Unlike other previous studies in sub-Saharan Africa (Gebreselassie and Padyab 2014; Hendriks et al. 2012), the risk factors such as smoking, alcohol consumption, physical inactivity and poor vegetable consumption were not found to have a significant effect on the odds of hypertension for either males or females. The study found that obesity seems to be an important covariate for hypertension in Botswana. This finding was pervasive across genders. Also the effect of obesity on hypertension among males was twice that of females. Generally, the literature on hypertension identifies obesity as one of the major determinants of hypertension (Vernooij et al. 2012; Maniecka-Bryla et al. 2011; Commodore-Mensah et al. 2014; Abubakari and Bhopal 2008). Furthermore, some studies have noted that obesity is a major risk factor for conditions such as diabetes, hypertension, dyslipidemia, coronary heart disease and reduction of life expectancy (Son et al. 2012; Mohan et al. 2005).

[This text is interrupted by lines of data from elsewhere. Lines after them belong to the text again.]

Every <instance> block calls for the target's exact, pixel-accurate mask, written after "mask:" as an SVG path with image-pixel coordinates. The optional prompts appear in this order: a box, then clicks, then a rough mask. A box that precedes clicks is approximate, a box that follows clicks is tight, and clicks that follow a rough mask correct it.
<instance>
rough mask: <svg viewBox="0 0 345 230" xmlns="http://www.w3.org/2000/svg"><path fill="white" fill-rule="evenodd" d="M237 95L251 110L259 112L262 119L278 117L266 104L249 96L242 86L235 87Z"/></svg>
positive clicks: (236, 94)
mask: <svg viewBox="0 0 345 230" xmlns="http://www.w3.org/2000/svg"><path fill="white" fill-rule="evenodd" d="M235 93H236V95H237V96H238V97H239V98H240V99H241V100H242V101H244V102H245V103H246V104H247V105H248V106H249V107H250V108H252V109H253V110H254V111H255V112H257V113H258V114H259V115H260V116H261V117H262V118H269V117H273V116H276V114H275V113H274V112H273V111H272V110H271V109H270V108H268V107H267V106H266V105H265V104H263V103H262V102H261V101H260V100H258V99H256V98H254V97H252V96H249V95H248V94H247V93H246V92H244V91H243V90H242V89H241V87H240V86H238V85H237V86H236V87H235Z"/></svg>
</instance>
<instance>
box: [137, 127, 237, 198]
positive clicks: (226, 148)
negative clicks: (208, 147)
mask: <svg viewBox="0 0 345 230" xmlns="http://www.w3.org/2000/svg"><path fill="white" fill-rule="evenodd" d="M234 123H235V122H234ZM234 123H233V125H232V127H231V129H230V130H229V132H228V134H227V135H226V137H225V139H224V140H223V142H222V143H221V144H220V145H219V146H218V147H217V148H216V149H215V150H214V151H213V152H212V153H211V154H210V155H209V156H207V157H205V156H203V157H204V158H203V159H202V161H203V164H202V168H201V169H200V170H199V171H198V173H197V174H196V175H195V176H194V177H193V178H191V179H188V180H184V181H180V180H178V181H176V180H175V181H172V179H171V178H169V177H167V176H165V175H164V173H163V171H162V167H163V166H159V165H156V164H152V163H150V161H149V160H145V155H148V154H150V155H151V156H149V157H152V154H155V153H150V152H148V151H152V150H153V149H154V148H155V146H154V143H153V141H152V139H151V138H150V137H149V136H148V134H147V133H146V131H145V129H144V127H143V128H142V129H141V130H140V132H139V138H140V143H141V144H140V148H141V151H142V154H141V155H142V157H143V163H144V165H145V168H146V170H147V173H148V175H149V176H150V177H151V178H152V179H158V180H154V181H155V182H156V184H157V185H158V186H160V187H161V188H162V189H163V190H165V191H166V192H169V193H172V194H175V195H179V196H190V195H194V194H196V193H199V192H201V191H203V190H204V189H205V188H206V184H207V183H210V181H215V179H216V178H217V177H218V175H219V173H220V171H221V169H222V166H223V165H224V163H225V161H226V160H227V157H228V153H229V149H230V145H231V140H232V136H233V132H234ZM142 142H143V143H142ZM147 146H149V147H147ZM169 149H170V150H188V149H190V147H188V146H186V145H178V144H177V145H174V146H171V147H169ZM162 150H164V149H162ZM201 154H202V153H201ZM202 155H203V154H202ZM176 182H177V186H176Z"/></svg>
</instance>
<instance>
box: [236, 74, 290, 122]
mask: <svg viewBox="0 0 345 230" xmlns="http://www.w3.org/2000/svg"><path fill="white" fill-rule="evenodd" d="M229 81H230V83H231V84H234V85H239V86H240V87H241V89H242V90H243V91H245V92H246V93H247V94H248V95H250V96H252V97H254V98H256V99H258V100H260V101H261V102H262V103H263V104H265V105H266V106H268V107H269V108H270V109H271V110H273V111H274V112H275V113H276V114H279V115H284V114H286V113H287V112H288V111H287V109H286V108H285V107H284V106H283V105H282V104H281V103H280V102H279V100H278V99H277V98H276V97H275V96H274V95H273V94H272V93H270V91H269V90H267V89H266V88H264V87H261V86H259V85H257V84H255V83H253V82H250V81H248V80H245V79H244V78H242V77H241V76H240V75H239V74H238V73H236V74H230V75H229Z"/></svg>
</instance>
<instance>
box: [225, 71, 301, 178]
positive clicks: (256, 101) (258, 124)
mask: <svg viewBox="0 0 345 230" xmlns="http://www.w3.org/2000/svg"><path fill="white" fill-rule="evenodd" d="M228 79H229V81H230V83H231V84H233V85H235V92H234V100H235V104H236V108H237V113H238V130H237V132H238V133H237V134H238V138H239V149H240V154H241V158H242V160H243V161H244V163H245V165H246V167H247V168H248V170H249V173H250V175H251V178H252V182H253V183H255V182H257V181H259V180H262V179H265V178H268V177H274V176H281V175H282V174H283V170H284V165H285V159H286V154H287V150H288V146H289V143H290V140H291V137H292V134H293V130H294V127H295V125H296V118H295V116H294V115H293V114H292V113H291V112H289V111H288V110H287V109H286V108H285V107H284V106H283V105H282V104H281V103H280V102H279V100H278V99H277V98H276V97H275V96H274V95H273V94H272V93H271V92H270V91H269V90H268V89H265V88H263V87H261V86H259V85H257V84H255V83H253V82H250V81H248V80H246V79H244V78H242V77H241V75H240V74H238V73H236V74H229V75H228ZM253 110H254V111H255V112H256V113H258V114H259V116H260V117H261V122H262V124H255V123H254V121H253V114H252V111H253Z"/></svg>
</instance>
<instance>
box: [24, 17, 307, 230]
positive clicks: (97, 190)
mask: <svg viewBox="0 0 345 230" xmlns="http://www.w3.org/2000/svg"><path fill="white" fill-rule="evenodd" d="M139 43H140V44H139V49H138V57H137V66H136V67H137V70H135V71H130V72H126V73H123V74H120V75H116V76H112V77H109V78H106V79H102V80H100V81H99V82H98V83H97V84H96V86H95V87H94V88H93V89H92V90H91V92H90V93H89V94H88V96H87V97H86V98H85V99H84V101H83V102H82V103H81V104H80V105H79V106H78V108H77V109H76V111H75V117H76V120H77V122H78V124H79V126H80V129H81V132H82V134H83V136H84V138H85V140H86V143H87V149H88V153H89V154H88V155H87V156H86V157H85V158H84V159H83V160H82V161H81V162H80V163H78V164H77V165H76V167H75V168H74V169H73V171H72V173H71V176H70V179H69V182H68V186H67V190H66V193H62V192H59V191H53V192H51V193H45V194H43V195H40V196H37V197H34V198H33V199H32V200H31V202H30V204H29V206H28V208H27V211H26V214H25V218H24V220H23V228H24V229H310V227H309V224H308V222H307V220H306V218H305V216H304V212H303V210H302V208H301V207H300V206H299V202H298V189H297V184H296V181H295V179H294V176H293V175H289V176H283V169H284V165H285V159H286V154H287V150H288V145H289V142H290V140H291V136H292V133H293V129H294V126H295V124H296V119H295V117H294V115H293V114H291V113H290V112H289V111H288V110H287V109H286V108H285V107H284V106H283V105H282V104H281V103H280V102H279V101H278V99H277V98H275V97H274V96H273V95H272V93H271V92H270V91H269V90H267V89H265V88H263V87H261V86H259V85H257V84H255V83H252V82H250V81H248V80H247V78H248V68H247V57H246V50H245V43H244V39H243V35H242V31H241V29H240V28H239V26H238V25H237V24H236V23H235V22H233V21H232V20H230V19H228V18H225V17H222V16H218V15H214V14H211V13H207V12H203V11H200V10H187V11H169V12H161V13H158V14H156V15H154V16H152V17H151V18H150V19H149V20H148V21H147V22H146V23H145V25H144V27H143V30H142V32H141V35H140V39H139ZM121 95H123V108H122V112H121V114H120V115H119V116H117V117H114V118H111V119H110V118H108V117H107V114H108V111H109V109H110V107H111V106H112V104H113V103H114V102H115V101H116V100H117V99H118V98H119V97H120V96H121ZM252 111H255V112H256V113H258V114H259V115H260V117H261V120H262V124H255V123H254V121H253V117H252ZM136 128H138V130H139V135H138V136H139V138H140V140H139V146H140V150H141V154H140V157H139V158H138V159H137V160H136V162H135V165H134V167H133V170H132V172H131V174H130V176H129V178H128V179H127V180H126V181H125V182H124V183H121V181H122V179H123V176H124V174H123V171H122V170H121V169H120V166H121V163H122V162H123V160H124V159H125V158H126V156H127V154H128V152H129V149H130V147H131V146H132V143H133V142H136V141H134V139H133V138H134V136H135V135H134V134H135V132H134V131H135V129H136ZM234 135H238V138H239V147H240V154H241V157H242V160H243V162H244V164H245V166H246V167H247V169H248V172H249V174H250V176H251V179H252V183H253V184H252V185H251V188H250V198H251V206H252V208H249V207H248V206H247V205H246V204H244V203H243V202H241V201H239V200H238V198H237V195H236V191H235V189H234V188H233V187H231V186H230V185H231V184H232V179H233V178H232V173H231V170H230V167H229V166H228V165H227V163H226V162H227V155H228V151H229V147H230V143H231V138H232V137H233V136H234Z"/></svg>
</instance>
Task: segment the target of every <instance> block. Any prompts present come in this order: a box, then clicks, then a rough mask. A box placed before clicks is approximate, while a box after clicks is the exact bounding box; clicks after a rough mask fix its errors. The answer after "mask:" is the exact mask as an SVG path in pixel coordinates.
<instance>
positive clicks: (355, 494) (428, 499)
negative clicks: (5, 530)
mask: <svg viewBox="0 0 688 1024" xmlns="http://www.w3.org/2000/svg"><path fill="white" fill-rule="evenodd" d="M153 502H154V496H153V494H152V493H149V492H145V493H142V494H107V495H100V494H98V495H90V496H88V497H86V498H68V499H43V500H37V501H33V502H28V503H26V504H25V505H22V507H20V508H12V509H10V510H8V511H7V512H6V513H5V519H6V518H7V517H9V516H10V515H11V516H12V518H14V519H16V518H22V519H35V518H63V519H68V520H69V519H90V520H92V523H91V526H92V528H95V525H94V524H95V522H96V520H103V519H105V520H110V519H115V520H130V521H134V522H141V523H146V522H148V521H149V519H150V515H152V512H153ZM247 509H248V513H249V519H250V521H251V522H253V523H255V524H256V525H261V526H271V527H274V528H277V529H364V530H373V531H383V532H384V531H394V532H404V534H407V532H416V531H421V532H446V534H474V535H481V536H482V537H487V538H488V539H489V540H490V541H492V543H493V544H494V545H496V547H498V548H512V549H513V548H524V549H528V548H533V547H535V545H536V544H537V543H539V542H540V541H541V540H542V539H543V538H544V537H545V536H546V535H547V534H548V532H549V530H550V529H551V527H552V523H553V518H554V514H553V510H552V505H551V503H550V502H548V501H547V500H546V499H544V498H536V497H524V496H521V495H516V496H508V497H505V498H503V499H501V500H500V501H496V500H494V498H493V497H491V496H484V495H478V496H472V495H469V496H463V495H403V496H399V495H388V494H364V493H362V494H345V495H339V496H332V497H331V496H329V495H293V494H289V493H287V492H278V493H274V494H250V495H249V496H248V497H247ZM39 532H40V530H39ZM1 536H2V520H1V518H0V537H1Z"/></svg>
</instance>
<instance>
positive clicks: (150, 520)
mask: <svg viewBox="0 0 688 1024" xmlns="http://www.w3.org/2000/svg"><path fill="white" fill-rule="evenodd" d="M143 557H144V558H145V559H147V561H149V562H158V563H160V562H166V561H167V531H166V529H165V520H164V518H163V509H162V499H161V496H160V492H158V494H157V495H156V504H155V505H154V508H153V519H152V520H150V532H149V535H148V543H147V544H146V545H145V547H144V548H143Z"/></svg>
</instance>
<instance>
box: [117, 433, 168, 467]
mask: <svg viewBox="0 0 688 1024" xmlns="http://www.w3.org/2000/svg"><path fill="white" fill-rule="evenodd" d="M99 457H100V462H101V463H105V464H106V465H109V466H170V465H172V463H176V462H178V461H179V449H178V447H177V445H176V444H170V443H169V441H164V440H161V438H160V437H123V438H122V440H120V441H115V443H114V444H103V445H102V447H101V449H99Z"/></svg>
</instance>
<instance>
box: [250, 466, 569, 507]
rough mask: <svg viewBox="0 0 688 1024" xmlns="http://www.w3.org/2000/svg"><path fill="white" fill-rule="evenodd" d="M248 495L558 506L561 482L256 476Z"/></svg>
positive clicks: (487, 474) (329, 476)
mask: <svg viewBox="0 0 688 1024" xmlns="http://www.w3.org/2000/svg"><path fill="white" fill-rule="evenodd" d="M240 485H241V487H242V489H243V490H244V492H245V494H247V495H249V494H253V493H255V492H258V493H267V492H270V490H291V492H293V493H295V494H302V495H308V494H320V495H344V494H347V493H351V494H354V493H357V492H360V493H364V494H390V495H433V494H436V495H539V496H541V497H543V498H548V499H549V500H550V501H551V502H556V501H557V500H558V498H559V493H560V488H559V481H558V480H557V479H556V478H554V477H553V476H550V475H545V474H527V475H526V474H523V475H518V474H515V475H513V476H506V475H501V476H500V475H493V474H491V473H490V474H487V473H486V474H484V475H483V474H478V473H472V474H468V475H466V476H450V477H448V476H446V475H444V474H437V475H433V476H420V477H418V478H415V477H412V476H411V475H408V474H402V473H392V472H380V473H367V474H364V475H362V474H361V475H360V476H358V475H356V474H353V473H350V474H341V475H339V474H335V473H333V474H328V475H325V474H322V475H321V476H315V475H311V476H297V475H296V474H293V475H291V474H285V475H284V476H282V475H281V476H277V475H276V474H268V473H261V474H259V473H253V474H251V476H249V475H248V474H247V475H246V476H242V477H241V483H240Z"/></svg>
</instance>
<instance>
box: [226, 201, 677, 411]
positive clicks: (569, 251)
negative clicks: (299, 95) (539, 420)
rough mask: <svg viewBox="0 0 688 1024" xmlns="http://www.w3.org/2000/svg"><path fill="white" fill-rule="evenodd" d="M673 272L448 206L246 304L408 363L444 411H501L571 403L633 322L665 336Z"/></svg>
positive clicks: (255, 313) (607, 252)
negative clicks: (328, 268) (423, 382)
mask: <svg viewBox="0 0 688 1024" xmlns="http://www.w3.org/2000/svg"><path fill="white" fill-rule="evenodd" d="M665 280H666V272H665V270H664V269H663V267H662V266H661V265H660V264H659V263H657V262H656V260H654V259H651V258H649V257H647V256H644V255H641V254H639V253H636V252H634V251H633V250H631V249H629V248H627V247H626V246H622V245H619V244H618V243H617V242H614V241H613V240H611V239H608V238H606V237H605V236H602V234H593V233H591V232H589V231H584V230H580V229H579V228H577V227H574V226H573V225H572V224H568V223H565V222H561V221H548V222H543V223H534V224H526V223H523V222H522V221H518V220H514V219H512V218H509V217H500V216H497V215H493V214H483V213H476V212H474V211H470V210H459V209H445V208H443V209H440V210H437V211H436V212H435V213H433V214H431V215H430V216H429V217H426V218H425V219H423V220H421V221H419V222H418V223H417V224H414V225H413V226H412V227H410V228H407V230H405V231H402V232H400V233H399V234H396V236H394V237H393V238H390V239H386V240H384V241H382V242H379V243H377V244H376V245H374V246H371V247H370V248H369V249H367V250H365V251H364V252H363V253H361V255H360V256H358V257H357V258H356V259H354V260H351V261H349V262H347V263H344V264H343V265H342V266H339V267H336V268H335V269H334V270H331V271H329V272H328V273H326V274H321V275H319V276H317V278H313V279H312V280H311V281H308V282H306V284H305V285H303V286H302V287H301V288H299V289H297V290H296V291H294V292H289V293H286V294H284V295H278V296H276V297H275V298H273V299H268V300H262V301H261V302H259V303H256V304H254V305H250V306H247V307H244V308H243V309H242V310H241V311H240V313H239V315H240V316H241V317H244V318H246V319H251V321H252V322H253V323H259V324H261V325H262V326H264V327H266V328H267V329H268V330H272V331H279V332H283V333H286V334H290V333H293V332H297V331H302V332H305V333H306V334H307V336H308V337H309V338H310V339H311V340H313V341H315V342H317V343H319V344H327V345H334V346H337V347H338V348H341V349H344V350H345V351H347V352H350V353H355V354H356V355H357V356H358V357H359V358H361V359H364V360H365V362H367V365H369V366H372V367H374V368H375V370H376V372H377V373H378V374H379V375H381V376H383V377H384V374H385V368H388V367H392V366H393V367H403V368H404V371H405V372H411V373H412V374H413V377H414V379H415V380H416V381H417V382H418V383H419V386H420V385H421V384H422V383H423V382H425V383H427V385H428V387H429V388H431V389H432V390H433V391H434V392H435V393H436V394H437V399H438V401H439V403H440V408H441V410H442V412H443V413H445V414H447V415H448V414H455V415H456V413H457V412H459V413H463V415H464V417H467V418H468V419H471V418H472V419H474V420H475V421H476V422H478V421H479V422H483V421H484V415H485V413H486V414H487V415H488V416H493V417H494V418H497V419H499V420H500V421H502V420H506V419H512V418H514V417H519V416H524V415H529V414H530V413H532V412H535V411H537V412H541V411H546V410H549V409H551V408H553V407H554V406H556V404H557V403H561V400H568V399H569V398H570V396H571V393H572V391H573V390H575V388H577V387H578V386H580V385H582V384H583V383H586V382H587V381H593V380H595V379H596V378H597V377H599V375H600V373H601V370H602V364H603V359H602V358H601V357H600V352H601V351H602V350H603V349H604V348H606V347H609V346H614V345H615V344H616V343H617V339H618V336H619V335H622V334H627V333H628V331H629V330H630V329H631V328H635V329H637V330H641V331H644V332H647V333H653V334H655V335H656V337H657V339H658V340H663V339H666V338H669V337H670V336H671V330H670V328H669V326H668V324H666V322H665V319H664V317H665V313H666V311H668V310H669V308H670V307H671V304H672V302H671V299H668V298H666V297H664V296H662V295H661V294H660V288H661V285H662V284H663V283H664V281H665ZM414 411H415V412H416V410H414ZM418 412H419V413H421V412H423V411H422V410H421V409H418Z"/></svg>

The findings of this analysis reconfirmed the earlier findings that obesity is strongly associated with increased levels of hypertension. The findings of this article perhaps indicate a confirmation of this notion because women were observed to be hypertensive more often than men, and this could be associated with the ripple effect of obesity on hypertension. The association between obesity and hypertension in sub-Saharan Africa is well documented in many countries, for instance, Eritrea. Mufunda et al. (2006) found this strong association, as did Commodore-Mensah et al. (2014) in West African countries. The study also noted that the prevalence of obesity was high among females. A similar finding was also observed in urban Tanzania where women had a 4.3 times of odds of obesity compared to men (Njelekela et al. 2009), and it has been observed that being obese predisposes women to high risks of hypertension more than men (Marie et al. 2014). A study on the global, regional and national prevalence of overweight and obesity in children and adults during 1980–2013 by Marie et al. (2014) also reported that obesity was higher among women than men, and this continued over time in developing countries.

Conclusion

Botswana is undergoing a major health transition and suffering from the dual disease burden of HIV/AIDS and non-communicable diseases. The implication of this study is that reducing obesity by a balanced diet and increased physical activity will have far-reaching results in lowering hypertension and in turn reducing cardiovascular disease in Botswana. Botswana’s health system should place greater emphasis on the detection of hypertension at early ages and create awareness programmes for both the general population and health personnel with respect to the detection, treatment and control of hypertension.